Dari pekerjaan saya sehari-hari sebagai penerjemah, dan dari obrolan dengan teman-teman seprofesi, saya mendapatkan kesan bahwa kamus ekabahasa (KBBI dan sejenisnya) maupun dwibahasa (Inggris-Indonesia, misalnya), termasuk para penggunanya, terengah-engah mengikuti perkembangan ilmu pengetahuan dan perkembangan bahasa percakapan (baca: bahasa gaul dan bahasa slang) yang seakan berlari sekencang Carl Lewis, sementara kamus dan para pengguna BI ibaratnya berjalan selambat keong. Berikut ini saya kemukakan beberapa contohnya.

Kata surrogate mother sudah muncul sekitar dua dasawarsa yang lalu. Apakah BI sudah memiliki padanan yang pas untuk istilah baru dalam ilmu biologi atau kebidanan ini? Apakah padanannya ibu tumpangan, karena si ibu ditumpangi janin orang lain? Ataukah lebih tepat ibu pinjaman, karena rahimnya dipinjam untuk menumbuhkan janin hasil pembuahan telur wanita lain? Sampai sekarang masih belum ada satu kata yang digunakan secara “umum” oleh para penerjemah, dan setahu saya juga belum ada dalam kamus istilah kedokteran atau biologi.

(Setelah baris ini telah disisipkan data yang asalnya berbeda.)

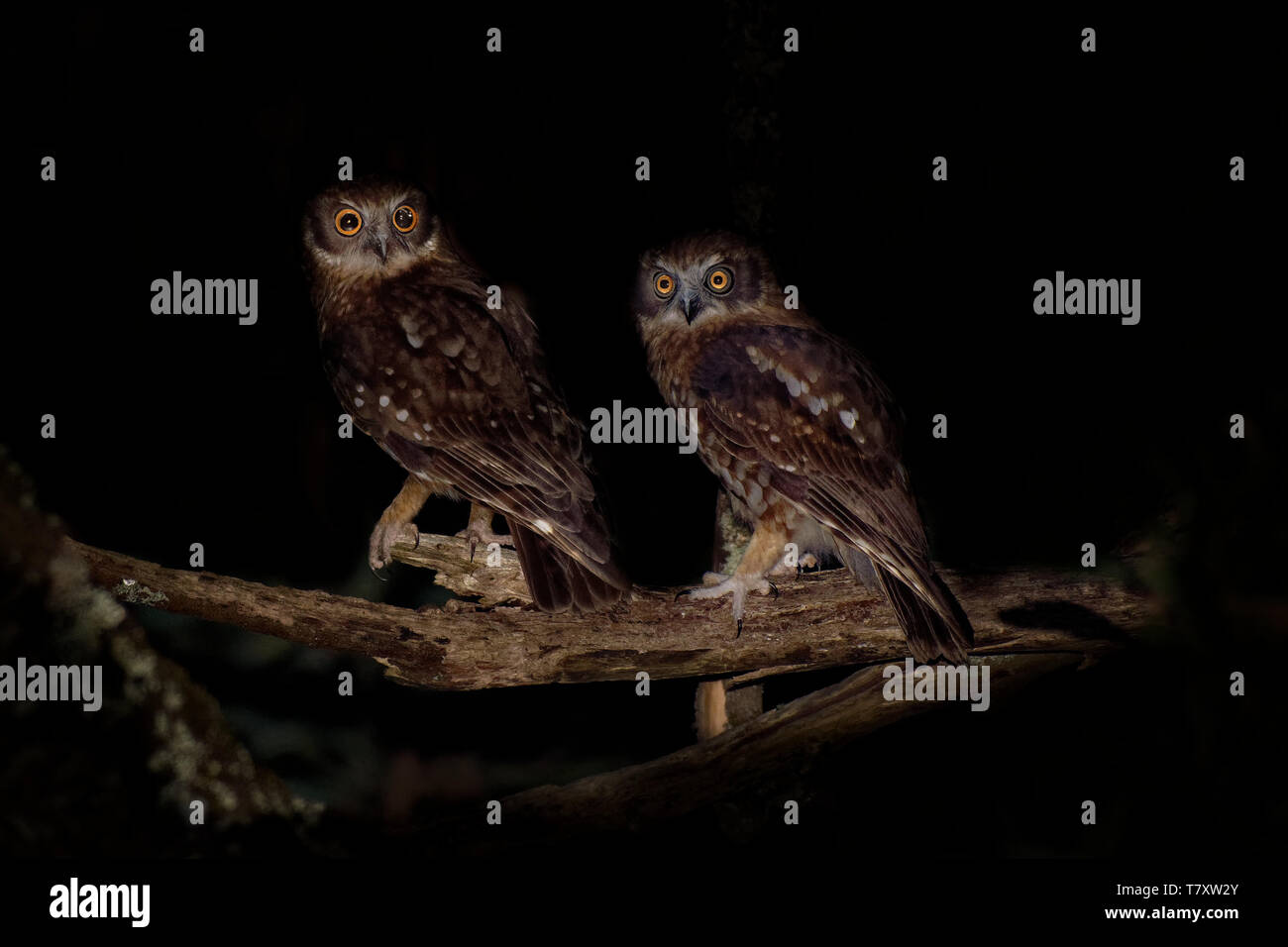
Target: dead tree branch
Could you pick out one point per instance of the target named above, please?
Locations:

Istilah lain yang mungkin perlu kita pertimbangkan kembali adalah istilah ibu kandung. Siapakah yang dinamakan ibu kandung di zaman sekarang ini? Apakah dia surrogate mother, ataukah biological mother?

Sementara itu, kata atau istilah baru yang terus bermunculan mengikuti perkembangan ilmu pengetahuan ternyata ada juga yang sudah muncul dalam KBBI maupun kamus istilah yang diterbitkan Pusat Bahasa. Contohnya antara lain kata pindai sebagai padanan kata scan; kata pajan, papar, dan dedah yang bersaing untuk dipadankan dengan kata expose. Kata payar yang sering digunakan oleh kalangan dokter adalah tawaran lainnya untuk kata scan, dan ini belum tercantum dalam KBBI.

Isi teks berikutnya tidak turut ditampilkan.